Nach dem möglicherweise fünften Todesfall durch die Vogelgrippe in Indonesien befürchtet die Regierung eine Epidemie der Virusinfektion. Bislang gebe es nur vereinzelte Fälle, sagte Gesundheitsministerin Siti Fadilah Supari am Mittwoch. Sollten sie sich aber häufen, könne dies zu einer Epidemie werden.

HB JAKARTA. Derweil starb ein fünfjähriges Mädchen, das zuvor Symptome der Krankheit gezeigt hatte. Nach Angaben der Ministerin ist die Todesursache höchstwahrscheinlich die Vogelgrippe. Exakte Testergebnisse stünden aber noch aus.

Sollte sich der Verdacht bestätigen, wäre das Mädchen das fünfte Todesopfer durch die Geflügelpest in Indonesien. Offiziellen Angaben zufolge liegen derzeit sechs weitere Menschen mit Symptomen der Krankheit in Kliniken, darunter ein sechs Jahre altes Mädchen und ein achtjähriger Junge, bei denen das H5N1-Virus inzwischen nachgewiesen wurde. Unter den Patienten seien auch zwei Mitarbeiter des Ragunan- Zoos in der Hauptstadt Jakarta. Der Tierpark war am Montag vorübergehend geschlossen worden, nachdem der Erreger bei 19 Tieren, darunter Adler und Pfauen, festgestellt worden war.

Nach Angaben des indonesischen Landwirtschaftsministeriums verendeten seit Ende 2003 mehr als 16 Millionen Stück Federvieh an dem Virus oder wurden notgeschlachtet. Der Erreger habe sich inzwischen über 22 der 33 Provinzen des Landes verbreitet. Vor einigen Monaten war das Virus auch auf Schweine übergesprungen.

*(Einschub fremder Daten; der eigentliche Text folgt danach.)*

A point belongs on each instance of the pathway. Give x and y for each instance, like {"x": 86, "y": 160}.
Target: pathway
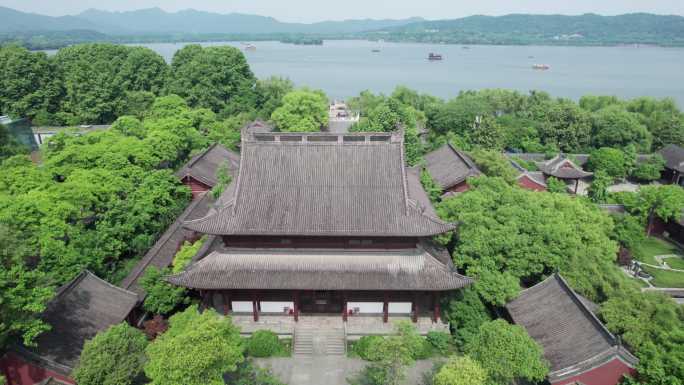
{"x": 329, "y": 370}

An der Geflügelpest starben seit ihrem Ausbruch Ende 2003 in Südostasien mehr als 60 Menschen. Indonesien wurde im Juli das vierte asiatische Land, in dem Menschen an der Viruserkrankung starben. Am schwersten betroffen ist Vietnam mit mehr als 40 Todesfällen. Auch in Thailand und Kambodscha gab es Tote.